Jennifer Sabino, MD, Benjamin Wheatley, MD, Victor W. Wong, MD, Scott Tintle, MD, Mark Fleming, DO, Benjamin K. Potter, MD, Barry Martin, MD, Ian Valerio, MD.
Walter Reed National Military Medical Center, Rockville, MD, USA.
Introduction: Heterotopic ossification (HO) is a debilitating complication of trauma. Functional limitations are especially critical when HO involves the joints. Our group has noted an increased rate of HO formation in trauma requiring flap coverage. The purpose of this study was to determine if fasciocutaneous versus myocutaneous flaps for periarticular coverage had any effect on HO formation.
Methods: A retrospective review of traumatic extremity reconstructions requiring flap coverage from 2003-2014 at Walter Reed National Military Medical Center was performed. Data collected included type of flap, joint involvement, HO formation, and complications.

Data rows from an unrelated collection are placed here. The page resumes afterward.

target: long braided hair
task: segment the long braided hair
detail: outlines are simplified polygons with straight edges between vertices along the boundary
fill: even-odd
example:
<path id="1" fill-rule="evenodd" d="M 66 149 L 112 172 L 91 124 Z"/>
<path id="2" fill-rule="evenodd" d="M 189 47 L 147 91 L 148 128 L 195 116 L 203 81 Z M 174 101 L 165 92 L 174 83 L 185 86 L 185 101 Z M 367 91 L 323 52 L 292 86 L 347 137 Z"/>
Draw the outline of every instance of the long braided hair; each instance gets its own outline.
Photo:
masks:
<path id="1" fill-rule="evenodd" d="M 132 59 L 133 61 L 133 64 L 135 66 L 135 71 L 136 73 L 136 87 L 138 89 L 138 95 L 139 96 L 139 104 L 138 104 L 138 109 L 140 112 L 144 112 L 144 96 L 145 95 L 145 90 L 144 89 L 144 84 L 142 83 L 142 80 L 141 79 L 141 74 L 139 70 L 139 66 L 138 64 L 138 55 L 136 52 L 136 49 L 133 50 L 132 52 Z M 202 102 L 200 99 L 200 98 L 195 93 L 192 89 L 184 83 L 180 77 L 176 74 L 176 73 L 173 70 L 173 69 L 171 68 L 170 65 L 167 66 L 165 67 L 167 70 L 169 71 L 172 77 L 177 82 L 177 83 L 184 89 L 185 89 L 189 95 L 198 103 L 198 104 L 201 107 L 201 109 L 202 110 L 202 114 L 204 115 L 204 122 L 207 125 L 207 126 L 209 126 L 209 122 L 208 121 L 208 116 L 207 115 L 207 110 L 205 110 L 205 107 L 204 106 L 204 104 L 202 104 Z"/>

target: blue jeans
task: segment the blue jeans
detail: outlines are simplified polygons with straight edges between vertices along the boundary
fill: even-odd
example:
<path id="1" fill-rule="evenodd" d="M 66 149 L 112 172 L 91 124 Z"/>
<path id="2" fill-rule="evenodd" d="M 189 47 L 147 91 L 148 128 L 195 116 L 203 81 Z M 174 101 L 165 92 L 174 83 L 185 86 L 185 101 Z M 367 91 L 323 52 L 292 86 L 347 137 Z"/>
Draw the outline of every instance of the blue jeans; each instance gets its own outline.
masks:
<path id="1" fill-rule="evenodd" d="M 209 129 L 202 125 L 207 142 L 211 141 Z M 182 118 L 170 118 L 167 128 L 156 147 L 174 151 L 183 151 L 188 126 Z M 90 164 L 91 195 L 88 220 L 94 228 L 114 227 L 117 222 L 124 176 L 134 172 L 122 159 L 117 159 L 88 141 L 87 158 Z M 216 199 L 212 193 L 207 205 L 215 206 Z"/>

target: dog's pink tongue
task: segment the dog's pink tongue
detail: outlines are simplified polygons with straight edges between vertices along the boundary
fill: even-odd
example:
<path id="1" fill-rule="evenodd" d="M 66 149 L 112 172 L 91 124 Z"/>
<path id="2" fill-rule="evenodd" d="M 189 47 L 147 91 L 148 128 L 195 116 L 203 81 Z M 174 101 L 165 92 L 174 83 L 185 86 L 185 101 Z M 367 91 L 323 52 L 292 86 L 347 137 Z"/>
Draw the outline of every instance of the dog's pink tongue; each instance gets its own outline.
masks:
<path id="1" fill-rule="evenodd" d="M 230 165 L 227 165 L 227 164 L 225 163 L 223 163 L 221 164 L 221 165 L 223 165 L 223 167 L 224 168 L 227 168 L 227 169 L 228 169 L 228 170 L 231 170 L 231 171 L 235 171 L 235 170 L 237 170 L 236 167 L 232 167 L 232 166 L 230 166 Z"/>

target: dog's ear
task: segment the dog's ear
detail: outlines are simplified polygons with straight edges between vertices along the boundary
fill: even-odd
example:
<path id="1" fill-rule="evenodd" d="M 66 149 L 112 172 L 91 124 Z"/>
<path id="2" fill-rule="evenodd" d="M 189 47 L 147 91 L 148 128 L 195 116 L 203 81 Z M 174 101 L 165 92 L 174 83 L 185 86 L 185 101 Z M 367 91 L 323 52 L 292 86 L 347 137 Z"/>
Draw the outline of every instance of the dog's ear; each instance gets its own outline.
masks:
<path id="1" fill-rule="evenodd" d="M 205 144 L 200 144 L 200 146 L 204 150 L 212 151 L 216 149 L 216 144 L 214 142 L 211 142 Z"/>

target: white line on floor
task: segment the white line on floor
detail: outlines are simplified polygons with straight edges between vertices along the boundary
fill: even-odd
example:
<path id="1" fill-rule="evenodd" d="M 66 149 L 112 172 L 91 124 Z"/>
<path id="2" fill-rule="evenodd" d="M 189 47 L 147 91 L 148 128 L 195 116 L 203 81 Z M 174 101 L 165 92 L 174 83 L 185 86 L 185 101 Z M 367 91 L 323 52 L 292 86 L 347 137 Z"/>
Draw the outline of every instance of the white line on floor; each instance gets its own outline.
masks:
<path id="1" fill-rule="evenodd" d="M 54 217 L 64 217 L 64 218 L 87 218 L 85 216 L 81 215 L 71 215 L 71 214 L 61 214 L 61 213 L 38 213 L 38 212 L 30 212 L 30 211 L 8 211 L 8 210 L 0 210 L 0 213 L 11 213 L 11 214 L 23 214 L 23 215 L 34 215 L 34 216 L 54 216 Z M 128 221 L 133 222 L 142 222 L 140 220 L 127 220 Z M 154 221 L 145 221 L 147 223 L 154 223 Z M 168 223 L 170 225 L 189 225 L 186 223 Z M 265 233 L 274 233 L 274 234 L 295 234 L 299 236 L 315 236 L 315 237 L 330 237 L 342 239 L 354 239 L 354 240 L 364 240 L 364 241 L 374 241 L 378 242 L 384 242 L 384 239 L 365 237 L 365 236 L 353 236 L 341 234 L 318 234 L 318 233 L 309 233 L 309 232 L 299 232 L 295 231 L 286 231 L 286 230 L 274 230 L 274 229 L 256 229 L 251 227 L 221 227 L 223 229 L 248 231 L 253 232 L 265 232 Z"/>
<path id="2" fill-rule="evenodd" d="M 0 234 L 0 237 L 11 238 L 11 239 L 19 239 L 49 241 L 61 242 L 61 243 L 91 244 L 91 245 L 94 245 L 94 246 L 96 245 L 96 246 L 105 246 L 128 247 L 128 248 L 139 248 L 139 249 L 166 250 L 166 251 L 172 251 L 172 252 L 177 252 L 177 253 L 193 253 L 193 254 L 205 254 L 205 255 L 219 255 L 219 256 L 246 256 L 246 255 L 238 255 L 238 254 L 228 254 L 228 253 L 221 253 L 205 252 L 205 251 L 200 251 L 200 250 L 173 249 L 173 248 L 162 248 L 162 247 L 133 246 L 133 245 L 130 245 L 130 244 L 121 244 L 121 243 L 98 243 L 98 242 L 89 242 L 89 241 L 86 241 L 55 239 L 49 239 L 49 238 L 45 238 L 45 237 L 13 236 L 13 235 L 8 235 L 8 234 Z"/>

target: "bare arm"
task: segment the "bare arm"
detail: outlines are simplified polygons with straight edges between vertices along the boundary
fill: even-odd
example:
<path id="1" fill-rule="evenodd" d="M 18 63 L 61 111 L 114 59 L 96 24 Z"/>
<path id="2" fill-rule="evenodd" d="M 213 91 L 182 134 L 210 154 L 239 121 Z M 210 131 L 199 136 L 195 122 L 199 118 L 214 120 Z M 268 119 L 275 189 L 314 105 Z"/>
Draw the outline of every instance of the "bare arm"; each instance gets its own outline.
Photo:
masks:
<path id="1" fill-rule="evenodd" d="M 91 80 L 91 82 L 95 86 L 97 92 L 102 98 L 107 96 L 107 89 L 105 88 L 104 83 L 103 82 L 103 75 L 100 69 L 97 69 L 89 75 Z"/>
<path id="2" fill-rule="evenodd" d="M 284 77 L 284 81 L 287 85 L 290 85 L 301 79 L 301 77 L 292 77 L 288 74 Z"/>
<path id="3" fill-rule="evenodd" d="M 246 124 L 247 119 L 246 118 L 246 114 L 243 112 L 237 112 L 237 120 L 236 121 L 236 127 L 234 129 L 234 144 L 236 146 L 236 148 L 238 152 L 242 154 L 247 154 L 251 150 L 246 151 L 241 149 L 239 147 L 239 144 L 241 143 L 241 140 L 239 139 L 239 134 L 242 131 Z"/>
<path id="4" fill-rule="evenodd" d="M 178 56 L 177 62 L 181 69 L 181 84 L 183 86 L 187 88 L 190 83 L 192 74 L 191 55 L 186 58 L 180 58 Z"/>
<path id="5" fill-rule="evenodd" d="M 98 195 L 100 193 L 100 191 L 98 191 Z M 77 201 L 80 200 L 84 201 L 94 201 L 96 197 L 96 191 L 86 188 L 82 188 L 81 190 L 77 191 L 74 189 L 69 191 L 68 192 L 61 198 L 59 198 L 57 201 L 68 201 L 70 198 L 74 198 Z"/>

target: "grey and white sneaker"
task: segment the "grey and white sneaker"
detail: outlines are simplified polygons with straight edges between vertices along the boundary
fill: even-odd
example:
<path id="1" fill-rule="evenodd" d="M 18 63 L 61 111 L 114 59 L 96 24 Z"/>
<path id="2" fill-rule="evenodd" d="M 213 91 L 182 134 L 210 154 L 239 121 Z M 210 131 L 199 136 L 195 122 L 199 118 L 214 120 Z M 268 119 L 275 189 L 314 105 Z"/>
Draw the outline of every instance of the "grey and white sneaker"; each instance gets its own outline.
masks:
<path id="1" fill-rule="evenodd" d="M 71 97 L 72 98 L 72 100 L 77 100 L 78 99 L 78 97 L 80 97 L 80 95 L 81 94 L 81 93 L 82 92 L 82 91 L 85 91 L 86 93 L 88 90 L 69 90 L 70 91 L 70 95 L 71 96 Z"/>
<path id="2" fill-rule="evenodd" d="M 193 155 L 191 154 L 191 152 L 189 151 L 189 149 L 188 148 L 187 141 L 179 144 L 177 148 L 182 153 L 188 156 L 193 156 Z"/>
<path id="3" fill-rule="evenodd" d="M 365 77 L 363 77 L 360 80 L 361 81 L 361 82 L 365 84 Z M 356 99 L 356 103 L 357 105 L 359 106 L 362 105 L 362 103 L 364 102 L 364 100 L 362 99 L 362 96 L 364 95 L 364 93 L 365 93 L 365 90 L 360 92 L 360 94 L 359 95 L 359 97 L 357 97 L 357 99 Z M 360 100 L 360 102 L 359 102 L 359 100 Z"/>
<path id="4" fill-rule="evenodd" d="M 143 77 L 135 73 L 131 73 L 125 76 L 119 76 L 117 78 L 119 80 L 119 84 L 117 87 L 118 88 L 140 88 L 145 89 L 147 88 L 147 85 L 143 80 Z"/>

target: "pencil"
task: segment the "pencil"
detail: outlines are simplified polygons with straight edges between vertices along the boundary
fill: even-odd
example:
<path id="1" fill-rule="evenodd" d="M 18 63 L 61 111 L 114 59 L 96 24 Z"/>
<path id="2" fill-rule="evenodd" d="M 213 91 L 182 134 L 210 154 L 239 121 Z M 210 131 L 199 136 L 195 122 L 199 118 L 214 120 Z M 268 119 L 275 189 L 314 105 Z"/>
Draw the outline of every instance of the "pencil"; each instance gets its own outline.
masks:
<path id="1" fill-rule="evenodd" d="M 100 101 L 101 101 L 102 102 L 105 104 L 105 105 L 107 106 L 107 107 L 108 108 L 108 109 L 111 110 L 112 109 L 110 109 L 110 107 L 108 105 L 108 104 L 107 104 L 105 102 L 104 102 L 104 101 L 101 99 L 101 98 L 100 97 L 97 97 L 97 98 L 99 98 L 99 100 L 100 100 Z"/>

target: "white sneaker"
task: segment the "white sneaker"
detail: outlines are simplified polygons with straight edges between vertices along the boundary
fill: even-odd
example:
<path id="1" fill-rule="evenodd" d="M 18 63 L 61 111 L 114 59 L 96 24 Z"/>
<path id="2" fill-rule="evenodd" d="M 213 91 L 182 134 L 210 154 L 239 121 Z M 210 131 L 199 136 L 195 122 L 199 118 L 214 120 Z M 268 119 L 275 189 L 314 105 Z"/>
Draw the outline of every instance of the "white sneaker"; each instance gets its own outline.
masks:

Results: A total of 389 tissue transfers for traumatic extremity injuries were performed. Sixty-nine cases (18%) involved a major joint injury, with 32 fasciocutaneous and 37 muscle flaps providing joint coverage. The presence of HO at any location was 84.4% and 86.5% in the fasciocutaneous and muscle groups, respectively (p>0.05). HO involving the underlying joint was present in 46.9% in the fasciocutaneous group and 48.7% in the muscle group (p>0.05). The mean time to radiographic identification of HO was 184 and 221 days in the fasciocutaneous and muscle groups, respectively (p<0.05).
Conclusion: War trauma is associated with high rates of HO formation, 64% in previous studies. Our study shows an HO rate greater than 85% for casualties requiring flap coverage. Our group found no difference in the prevalence of HO associated with type of flap. A faster rate of formation was noted in the fasciocutaneous group compared to the muscle group.